The Joint's Jerusalem archives hold records of its activities to help Jews worldwide since its establishment at the beginning of the last century. But only a handful of portfolios relate to the Jews in Cyprus.

Two years ago, a Joint archivist cataloging the Joint's activities in Cyprus noticed there was no comprehensive list of babies born in the camps. Teutsch decided to research the matter, assuming he would find other papers in the archives to help him complete the list.

From 1946 to 1949, over a course of 30 months, some 53,000 Jews immigrating to Israel in 40 ships were deported to Cyprus and interned in 12 camps. Some 80 percent of them were between 13 and 25 years old and almost all had survived the Nazi extermination camps.

Teutsch found reports sent by the British military hospital in Cyprus to the Joint, listing the childbirths in the camps. "The British sent weekly lists of the births. We have about 20 such reports, consisting of about 600 names," he says.

Teutsch then had to widen his search for the remaining names. He first tried Britain's National Archives and its Imperial War Museum, but in vain. He asked for the British parliament's help and a parliamentary question is expected to be submitted soon, obliging the government to provide access to the information.

At this point, a librarian from the University of Southampton in England contacted Teutsch and said he had traced a birth ledger from the Cyprus camps, compiled by a local rabbi. The list consists of 400 names, some of them in Hebrew, with birth dates and the names of the father and mother. Most of the names did not appear on the lists Teutsch had already found.

Teutsch traced other important documents in the Atlit National Heritage Site, where an immigrant detention camp had been located, the Central Zionist Archives in Jerusalem and the International Tracing Service in Germany, operated under the administrative umbrella of the International Committee of the Red Cross.

Only then did it occur to Teutsch to check the Israel State Archives, located a 10-minute drive away from the Joint's offices in Jerusalem. There he found 400 additional names, as well as British police reports.

"When the immigrants came to Israel they were considered illegal and the British police opened files on them [before deporting them]. It's amazing. You open them and see the pictures and fingerprints they took from them," he says. In some cases, the "identifying marks" section includes the numbers engraved on the Holocaust survivors' arms.

'Moved to tears'

So far Teutsch has contacted several dozens of the "Cyprus babies," today about 65 years old. He has met some of them personally. They were all excited and wanted to find their birth certificates, he says.

One of them, Zehavit Blumenfeld of Ramat Gan, found her own birth certificate a decade ago. Blumenfeld, who assists patients from Cyprus who come for medical treatments in Israel, met a Cypriot at Sheba Medical Center, in Tel Hashomer, who works in Cyprus' Interior Ministry. "He asked me why I was helping Cypriots, so I told him I was born there," she says.

The man invited Blumenfeld to visit the ministry in Cyprus, where she found her birth certificate. "It moved me to tears. It had all the details - the camp where I was born, details of my parents and my mother's maiden name," she says.

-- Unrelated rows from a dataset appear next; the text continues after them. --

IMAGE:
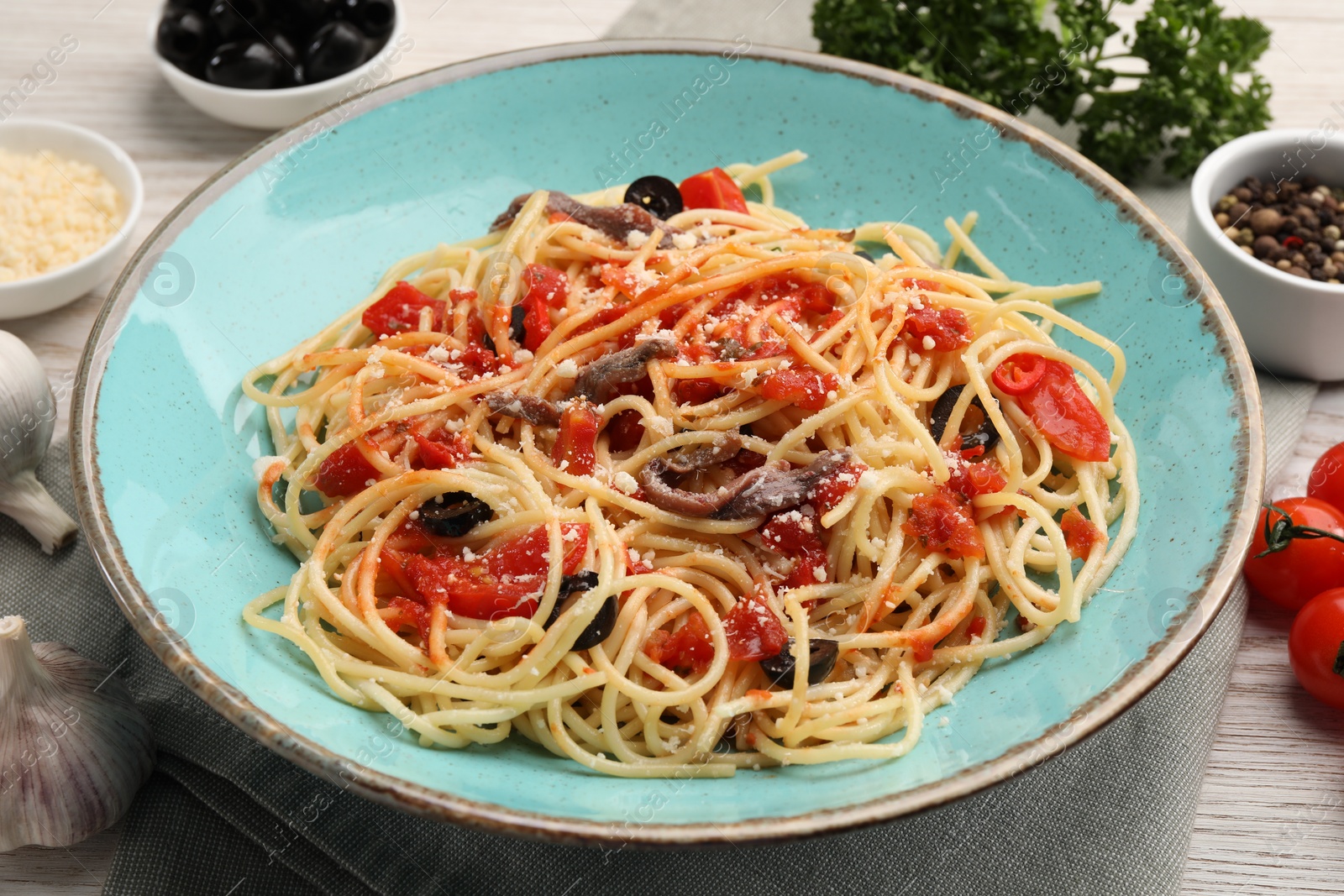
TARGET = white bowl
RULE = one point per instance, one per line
(1290, 324)
(42, 293)
(272, 109)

Blumenfeld's parents were born in Romania. The ship they had boarded was seized by the British on the way to Israel after World War II and they were taken to Cyprus on January 1, 1948. Four months later she was born in the British military hospital in Cyprus. After the State of Israel was established, the family immigrated to Israel.

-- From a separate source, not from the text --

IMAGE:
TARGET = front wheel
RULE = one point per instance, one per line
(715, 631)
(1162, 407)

"As a child I didn't want to hear that story, but today it burns in my bones," she says. "In old age, people's identity becomes very important to them and they start seeking it again."

Teutsch has exchanged emails with the Cyprus babies he has traced so far. He now has 1,700 names on his list, and is busy tracking down about 500 others. He believes most of them live in Israel, but that some are based in the United States and Europe.

He says the documents he has found describe a critical period in Israel's history, which nobody has bothered to check before. "These people are the only living connection we have to that period," he says. "The British soldiers are long gone, the fences were removed and the camps have disappeared. Only these people remain."